The need for training AI on diverse populations is urgent. Increasing demands for breast imaging coupled with a growing shortage of breast imagers present an opportunity for breast imaging AI to ensure access to high-quality breast cancer screening and detection for all patients, Mintz says. But this opportunity will not be realized if all populations who stand to benefit from the technology are not represented in its development.
“To cite just one example, it is well established that mortality rates from breast cancer are higher for Black and African women, despite comparable screening rates to white patients,” Mintz says. “The reasons for this are multifactorial and include, for example, differences in breast density and how patterns of breast density may contribute to cancer risk.”
While current assessments of breast density are qualitative, AI can evaluate breast tissue quantitatively across numerous measures that will likely be useful in assessing cancer risk. To realize this potential benefit for Black women, it will be crucial to make sure that the population is well represented in training and validation data for the technology. If that is accomplished, “improving breast AI will improve overall breast imaging quality,” Mintz says.
Built-In Safeguards
With federated learning, “developers can visit the data, do an analysis or some training, and then take the results of that and bring that back without ever inspecting the images themselves,” Mintz says. Institutions may be rather reluctant to package up 50,000 exams and send them off somewhere to be included in AI training, but he believes they could be more open to someone coming to them and examining those same 50,000 images for training.

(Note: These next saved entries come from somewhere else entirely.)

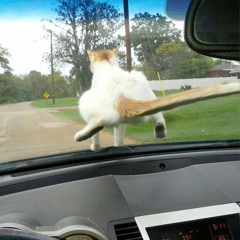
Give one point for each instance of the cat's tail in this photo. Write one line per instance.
(129, 108)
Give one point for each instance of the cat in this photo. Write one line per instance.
(118, 97)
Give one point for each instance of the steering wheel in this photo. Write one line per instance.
(13, 234)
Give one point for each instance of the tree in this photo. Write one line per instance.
(4, 62)
(176, 60)
(83, 25)
(149, 32)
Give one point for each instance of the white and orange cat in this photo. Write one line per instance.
(118, 97)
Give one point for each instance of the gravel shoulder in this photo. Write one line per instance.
(30, 132)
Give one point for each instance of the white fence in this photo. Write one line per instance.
(195, 82)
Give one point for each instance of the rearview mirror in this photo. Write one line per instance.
(212, 28)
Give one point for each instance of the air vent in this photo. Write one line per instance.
(127, 231)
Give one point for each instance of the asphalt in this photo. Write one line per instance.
(27, 132)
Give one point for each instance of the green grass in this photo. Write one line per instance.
(59, 102)
(208, 120)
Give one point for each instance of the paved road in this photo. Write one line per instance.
(28, 132)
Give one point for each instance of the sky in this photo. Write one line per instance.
(21, 30)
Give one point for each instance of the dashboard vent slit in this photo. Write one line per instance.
(127, 231)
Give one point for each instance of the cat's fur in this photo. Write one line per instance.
(118, 97)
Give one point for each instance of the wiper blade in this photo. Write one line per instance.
(109, 153)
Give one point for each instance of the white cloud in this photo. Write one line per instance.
(25, 42)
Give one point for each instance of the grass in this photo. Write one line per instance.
(59, 102)
(208, 120)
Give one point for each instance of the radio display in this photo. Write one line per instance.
(204, 229)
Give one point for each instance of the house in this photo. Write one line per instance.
(221, 70)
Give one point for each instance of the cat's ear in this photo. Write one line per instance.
(89, 53)
(116, 51)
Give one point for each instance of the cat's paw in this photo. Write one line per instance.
(95, 147)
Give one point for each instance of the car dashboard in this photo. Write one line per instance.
(181, 195)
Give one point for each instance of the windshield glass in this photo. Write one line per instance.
(46, 49)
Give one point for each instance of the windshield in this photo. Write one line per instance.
(48, 60)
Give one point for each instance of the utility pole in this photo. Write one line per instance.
(52, 70)
(127, 33)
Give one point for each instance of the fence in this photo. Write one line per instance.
(195, 82)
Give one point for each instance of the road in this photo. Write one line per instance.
(30, 132)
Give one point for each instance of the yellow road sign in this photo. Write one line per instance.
(46, 95)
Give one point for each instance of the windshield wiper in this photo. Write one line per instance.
(110, 153)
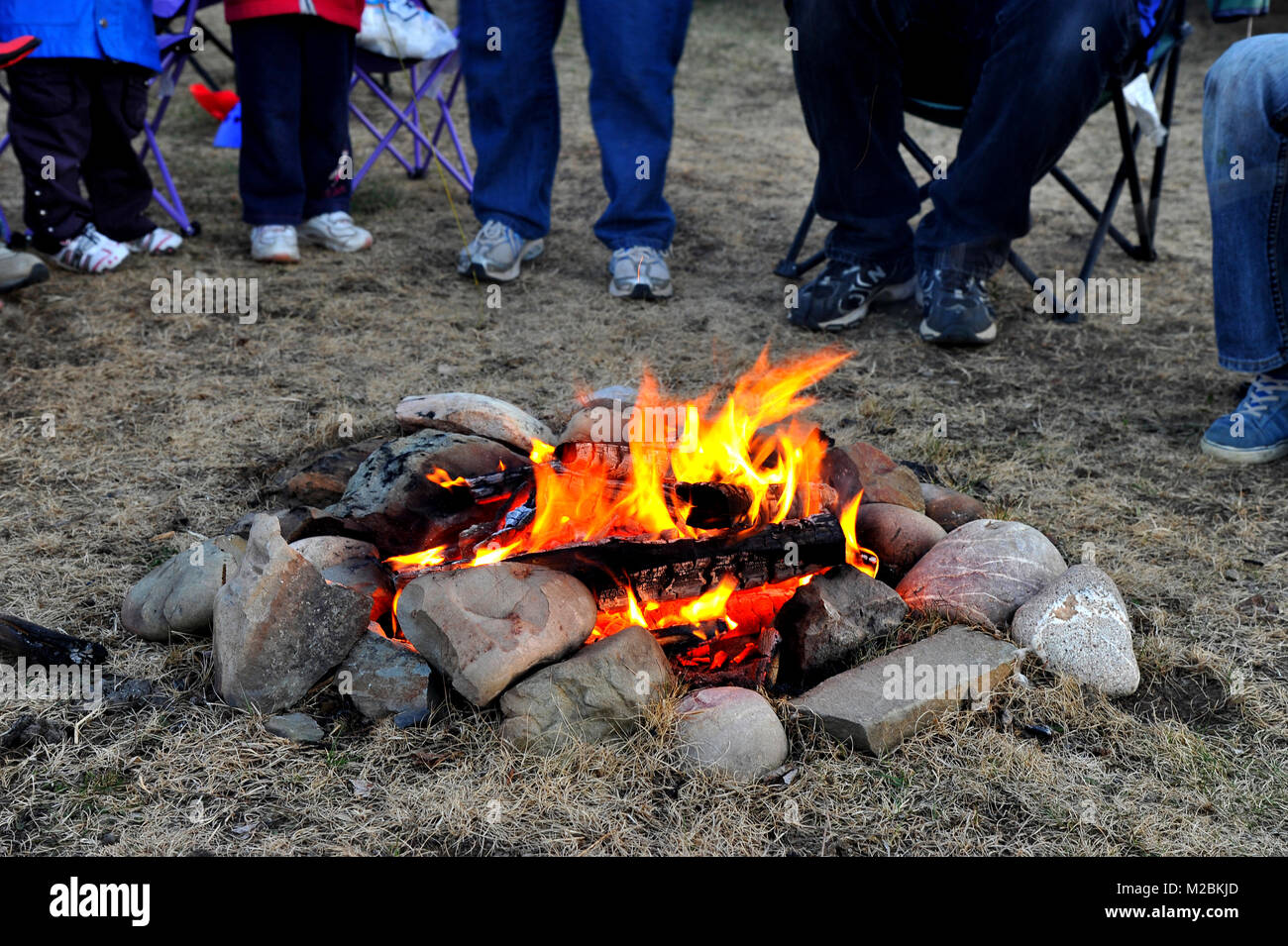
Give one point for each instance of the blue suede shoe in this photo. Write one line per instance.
(1257, 430)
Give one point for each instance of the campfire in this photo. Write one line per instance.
(696, 520)
(722, 545)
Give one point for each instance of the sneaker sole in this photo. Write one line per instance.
(640, 291)
(480, 270)
(888, 296)
(39, 273)
(973, 340)
(1247, 456)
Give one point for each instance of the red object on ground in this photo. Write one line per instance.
(343, 12)
(218, 103)
(13, 51)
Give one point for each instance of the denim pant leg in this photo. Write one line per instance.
(1035, 89)
(268, 53)
(849, 76)
(513, 97)
(634, 50)
(1245, 159)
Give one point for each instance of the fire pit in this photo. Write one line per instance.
(574, 580)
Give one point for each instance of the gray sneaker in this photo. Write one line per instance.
(496, 253)
(20, 269)
(639, 273)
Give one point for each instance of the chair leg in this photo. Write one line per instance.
(789, 266)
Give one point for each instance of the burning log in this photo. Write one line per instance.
(712, 504)
(671, 569)
(44, 646)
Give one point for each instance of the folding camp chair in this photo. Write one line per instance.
(1158, 50)
(436, 80)
(176, 51)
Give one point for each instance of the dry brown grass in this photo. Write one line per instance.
(174, 422)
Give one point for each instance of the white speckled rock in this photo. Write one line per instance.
(1078, 626)
(730, 730)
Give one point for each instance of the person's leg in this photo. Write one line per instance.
(120, 188)
(327, 156)
(269, 78)
(634, 48)
(50, 124)
(849, 76)
(513, 97)
(1043, 72)
(1245, 159)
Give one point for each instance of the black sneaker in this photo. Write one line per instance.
(954, 308)
(841, 295)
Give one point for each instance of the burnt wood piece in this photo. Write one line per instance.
(673, 569)
(713, 504)
(40, 645)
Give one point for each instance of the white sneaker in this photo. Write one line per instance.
(159, 242)
(89, 252)
(336, 231)
(274, 244)
(639, 273)
(497, 253)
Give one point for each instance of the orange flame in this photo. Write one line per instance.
(752, 441)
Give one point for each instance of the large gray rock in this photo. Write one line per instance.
(299, 727)
(600, 690)
(279, 626)
(385, 678)
(484, 627)
(732, 731)
(178, 597)
(393, 501)
(881, 703)
(982, 573)
(1078, 624)
(473, 413)
(351, 563)
(824, 623)
(321, 478)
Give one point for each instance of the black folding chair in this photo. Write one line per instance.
(1159, 52)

As part of the process, safeguards are built into the programs so that institutions do not have to worry about their data being compromised or affected in any way by the visit from the AI developers. So far, Mintz says, Flywheel has found that institutions are less reluctant to let developers work with data on their own infrastructure behind their firewalls.
“Federated learning dramatically reduces the risk of unauthorized access to patient data and the risk of patient data leaving the institution and being used in a noncompliant way,” he says.

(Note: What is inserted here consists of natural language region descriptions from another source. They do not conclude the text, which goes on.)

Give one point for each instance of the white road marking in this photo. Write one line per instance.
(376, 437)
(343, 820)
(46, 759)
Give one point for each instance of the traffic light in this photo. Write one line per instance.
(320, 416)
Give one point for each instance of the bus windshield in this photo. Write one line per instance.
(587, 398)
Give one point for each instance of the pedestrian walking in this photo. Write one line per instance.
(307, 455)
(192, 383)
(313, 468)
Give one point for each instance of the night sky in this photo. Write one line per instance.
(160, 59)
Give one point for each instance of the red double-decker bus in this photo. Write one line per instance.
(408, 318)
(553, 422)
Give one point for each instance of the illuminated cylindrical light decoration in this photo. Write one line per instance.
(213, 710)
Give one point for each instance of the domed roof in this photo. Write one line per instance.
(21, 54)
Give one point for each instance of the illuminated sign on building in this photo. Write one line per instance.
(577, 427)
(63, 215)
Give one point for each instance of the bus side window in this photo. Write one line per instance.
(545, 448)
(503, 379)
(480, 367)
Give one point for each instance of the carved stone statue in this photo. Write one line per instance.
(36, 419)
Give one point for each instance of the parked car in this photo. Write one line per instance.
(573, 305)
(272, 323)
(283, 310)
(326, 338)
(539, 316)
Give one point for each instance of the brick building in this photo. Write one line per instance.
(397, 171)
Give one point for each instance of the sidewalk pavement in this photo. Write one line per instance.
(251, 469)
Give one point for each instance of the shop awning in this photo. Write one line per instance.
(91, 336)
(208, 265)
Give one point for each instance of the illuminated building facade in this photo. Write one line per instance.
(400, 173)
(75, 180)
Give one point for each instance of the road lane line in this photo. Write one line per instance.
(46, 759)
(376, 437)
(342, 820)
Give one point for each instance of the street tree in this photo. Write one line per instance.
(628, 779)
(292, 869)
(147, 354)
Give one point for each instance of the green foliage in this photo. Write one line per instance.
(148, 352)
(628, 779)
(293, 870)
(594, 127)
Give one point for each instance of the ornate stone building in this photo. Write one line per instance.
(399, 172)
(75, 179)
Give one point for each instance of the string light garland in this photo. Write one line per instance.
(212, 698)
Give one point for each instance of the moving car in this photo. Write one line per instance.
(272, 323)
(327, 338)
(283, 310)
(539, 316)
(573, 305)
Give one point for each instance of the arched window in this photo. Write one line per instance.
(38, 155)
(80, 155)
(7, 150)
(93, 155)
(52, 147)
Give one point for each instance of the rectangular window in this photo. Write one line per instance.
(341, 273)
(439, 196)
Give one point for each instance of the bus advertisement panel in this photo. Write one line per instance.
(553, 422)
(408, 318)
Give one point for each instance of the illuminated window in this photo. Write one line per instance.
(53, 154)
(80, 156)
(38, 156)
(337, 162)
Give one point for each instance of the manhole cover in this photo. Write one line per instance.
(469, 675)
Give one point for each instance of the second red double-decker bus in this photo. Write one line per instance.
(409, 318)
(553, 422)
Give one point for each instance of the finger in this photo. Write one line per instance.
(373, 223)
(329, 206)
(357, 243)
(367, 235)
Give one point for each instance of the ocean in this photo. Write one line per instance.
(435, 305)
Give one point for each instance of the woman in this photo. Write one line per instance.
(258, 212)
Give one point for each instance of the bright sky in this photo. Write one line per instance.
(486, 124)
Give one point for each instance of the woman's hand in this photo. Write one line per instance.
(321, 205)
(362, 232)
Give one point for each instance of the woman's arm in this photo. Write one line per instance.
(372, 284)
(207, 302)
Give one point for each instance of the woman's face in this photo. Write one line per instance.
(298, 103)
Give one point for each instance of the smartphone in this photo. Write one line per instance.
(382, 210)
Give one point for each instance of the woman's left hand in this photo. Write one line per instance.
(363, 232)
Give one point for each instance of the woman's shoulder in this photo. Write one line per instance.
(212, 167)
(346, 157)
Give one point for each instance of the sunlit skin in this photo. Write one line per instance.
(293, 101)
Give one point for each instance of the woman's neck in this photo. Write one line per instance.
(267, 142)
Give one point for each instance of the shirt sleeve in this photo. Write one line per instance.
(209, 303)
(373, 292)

A federated approach does necessitate that data are prepared and organized to standards so that they are interoperable and to mitigate irrelevant differences across data sets that do not impact AI performance. This requires a multimodal data science infrastructure that supports not only data ingestion and preparation but also distributed computation. With the appropriate technology stack, Mintz says, “the data can be curated and cleaned and prepared to a threshold that the AI researchers or developers expect. Then you can just put the algorithm to work. It comes and does its training.”
According to Mintz, federated learning can be applied to nearly all imaging, but Flywheel’s current development work is emphasizing breast mammography for several reasons: one is that breast imaging has always been a leader in radiology practices, he says. “Breast imaging is more standardized than any other imaging modality,” Mintz says. Second, anatomically, “there’s less complexity.” Another reason to start with breast imaging, he notes, is the aforementioned “substantial disparities across patient populations in terms of outcomes and access.”
Mintz says Flywheel has been working on a platform that facilitates the use of federated learning for building breast imaging AI tools for more than a year and plans to showcase a demonstration of the concept at the RSNA annual meeting in November.
— Beth W. Orenstein of Northampton, Pennsylvania, is a freelance medical writer and regular contributor to Radiology Today.